In der Staatsoper Hamburg

Daß es dem Kapellmeister Brückner-Rüggeberg gelang, mit dem Regisseur Rennert Schritt zu halten, dafür gebürt ihm und dem Orchester ein Kompliment. Rennert hat Rossinis "Barbier" als ein Bravourstück seiner rasanten Regiekünste inszeniert, wofür Siercke, der sich mehr und mehr als ein Bühnenbildner von hoher Begabung erweist, ihm die Hilfsmittel gab: eine ganze Villa, ein überdimensionales Puppenhaus mit Wendeltreppe und vielen klappenden Türen. Da geht die Diva, Koloraturen singend, von einem Zimmer ins andere. Denn das lebendige Spiel zählt mehr als der Gesang...

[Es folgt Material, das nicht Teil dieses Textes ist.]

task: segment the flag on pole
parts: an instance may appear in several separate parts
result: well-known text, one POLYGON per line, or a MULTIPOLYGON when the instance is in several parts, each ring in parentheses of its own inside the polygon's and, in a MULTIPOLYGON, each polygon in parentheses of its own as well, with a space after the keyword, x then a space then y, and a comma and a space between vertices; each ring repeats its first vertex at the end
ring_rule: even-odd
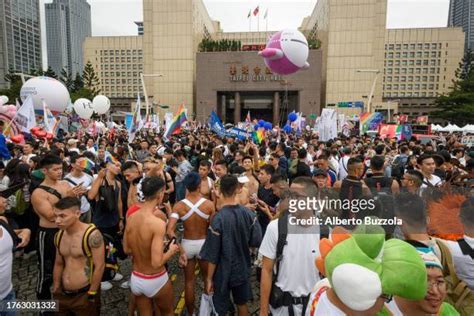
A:
POLYGON ((133 112, 132 122, 130 124, 130 128, 128 130, 128 142, 131 143, 135 139, 135 133, 139 131, 139 124, 141 121, 140 118, 140 110, 141 110, 141 103, 140 103, 140 94, 137 96, 137 104, 135 106, 135 111, 133 112))
POLYGON ((18 108, 15 121, 20 130, 28 134, 30 134, 30 130, 36 126, 35 107, 31 96, 18 108))
POLYGON ((184 103, 181 103, 181 105, 178 108, 178 111, 176 112, 173 120, 171 121, 171 124, 166 130, 164 137, 168 138, 169 136, 173 134, 178 134, 179 132, 181 132, 181 126, 187 120, 188 118, 186 117, 186 109, 184 107, 184 103))
POLYGON ((258 15, 258 11, 260 11, 259 6, 257 6, 257 7, 255 8, 255 10, 253 10, 253 15, 254 15, 254 16, 257 16, 257 15, 258 15))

Warum auch nicht? Heutzutage sind uns singende Darsteller lieber als Sänger, die nichts als Belcanto von der Bühne träufeln lassen. Und wie wunderbar, daß es einen Opernregisseur gibt (offenbar gibt es nur diesen einen in Hamburg), der es – ein Teufelskerl – fertigbringt, so ein altes Repertoirestück von einer neuen Seite zu zeigen. Brückner-Rüggeberg hat die Solisten tadellos singen lassen: mehr konnte er nicht tun. Aber Rennert hat mehr getan: er hat aus Solisten (aus "Gesangssängern" sozusagen) darstellerische Charaktere gemacht. Was schadet es, daß manche musikalische Finesse verlorengeht! Sie. geht nämlich hie und da tatsächlich im Gelächter oder Gekicher des Publikums unter. Schadet gar nichts. Die Finessen Rossinis, nach alter Opernschablone vorgetragen, wirken länst wie Reminiszenzen. So aber entdeckt man eine reizende Bühnenhandlung neu; und was Rossini, dem Belcanto-Schöpfer, verlustig geht, gewinnt Rossini, der lustige Typenbildner in Tönen, zurück. Den Charakterschilderer Rossini, der sich nicht scheut, manchmal sogar hart an die Karikatur heranzugehen, den hat man nämlich bisher nicht genug gesehen. Seht: die Sänger, die sich auf der Bühne tummeln (Hauptrolle Johannes Draht), sind Spaßvögel. Und was für welche! – J. M.